Palm oil will likely ease over the next six months but remain above 4,700 ringgit ($1,124) a ton as supply constraints that have pushed prices to record highs are set to persist, according to LMC International. It will take another 12 months before palm oil production in Southeast Asia recovers to end-2019 levels, Julian Conway McGill, LMC’s regional head, said in slides prepared for a seminar. This will imply three full years of zero growth as output from Malaysia and Indonesia shrank in 2020 and 2021, he said.
Palm oil prices have more than doubled in the past three years, driven by a severe labor crunch in Malaysia and tight global vegetable oil supplies. The Covid-19 pandemic shuttered borders in the No. 2 grower and froze new recruitment of foreign workers, sending annual production to a five-year low. The weak output from Malaysia was no surprise but the decline in Indonesia’s production after one of its strongest first-half performances came as a shock, McGill said.
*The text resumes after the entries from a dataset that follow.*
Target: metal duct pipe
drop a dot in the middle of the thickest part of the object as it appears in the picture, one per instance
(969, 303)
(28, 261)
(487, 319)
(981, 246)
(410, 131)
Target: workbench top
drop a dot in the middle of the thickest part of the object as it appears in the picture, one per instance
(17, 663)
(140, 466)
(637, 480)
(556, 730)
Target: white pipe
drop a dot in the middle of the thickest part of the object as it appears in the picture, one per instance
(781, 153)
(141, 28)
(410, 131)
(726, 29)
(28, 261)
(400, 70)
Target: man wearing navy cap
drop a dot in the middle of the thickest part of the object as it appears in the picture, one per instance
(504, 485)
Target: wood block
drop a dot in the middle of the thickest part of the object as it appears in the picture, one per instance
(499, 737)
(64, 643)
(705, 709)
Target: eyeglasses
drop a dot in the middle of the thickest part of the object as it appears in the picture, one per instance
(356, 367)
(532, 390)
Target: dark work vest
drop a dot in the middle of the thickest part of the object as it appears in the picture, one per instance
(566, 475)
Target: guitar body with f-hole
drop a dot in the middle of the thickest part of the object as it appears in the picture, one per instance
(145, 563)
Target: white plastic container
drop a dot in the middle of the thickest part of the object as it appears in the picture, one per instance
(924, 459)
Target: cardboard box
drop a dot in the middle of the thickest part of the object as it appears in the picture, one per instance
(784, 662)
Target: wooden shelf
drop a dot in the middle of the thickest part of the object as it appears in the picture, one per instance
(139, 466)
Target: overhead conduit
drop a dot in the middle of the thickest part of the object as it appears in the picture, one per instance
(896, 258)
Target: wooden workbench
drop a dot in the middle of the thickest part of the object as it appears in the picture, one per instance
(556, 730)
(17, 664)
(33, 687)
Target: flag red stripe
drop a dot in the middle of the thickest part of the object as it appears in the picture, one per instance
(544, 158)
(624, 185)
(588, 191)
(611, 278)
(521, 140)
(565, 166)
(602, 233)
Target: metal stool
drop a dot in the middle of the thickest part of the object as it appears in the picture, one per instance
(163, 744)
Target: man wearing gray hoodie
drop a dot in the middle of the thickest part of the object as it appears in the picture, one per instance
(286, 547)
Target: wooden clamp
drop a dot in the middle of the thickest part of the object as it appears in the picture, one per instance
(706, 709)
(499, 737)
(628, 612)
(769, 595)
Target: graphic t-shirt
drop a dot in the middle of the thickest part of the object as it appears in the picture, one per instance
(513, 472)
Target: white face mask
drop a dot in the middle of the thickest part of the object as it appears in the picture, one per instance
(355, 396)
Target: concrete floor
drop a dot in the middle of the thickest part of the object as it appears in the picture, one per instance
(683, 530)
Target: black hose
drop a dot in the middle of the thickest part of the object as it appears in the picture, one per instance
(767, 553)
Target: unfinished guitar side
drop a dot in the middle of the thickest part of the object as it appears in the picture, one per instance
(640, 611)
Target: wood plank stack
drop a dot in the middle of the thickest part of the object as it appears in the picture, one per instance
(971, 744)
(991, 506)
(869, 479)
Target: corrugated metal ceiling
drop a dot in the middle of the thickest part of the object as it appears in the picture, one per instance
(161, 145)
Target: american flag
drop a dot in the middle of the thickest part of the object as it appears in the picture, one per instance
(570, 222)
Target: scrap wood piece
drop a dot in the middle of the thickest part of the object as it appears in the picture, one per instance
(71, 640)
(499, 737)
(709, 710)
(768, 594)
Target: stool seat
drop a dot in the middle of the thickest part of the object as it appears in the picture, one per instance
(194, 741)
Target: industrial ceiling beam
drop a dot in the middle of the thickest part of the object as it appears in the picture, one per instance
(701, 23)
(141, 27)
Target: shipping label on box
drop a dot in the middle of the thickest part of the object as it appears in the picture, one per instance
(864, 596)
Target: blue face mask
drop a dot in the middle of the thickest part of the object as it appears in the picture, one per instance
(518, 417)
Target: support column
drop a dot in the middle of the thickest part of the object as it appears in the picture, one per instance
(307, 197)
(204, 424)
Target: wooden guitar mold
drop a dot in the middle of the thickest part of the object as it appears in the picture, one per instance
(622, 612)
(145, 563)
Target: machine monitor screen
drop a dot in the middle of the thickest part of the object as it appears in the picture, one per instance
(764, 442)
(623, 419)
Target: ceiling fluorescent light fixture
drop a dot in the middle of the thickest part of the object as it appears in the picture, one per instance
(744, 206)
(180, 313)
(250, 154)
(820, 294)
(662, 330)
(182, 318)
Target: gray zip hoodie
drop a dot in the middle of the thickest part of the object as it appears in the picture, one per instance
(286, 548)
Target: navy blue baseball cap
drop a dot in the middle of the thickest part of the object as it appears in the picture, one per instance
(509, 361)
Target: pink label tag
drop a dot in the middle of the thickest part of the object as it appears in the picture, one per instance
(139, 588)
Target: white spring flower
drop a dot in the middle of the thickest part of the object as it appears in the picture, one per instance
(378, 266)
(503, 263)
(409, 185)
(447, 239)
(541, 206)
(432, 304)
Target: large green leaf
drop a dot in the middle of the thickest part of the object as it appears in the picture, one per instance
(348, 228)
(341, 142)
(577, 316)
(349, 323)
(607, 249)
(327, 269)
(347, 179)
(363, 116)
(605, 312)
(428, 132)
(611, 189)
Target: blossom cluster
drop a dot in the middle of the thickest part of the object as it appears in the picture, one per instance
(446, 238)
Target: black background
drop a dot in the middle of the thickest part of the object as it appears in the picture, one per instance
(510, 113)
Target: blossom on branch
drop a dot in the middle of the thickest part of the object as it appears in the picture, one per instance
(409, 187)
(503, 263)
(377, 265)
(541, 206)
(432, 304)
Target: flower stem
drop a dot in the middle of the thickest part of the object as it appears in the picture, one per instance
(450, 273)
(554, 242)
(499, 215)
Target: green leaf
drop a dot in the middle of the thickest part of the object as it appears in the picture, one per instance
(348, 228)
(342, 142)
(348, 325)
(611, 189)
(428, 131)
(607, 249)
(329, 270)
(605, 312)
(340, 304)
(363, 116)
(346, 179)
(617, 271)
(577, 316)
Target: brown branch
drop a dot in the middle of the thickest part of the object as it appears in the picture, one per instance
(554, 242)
He expects Malaysian production to rise 2.6% this year to 18.6 million tons and Indonesia’s output to climb 5% to about 47 million tons.
Other details from the slides:
• Tight palm oil supplies and higher soybean crushing will shift Indian imports toward soybean and sunflower oils. The market should keep an eye on Indian policies toward genetically modified soybean oil.
• Soybean crushing was below 2020 levels in most major producers and importers despite an excellent soybean crop. This has limited the volume of oil produced.
• As crushing margins improve, U.S. soybean oil supplies will become more competitive. In China, crushing has been undermined by power cuts despite better margins, but should rise after Lunar New Year.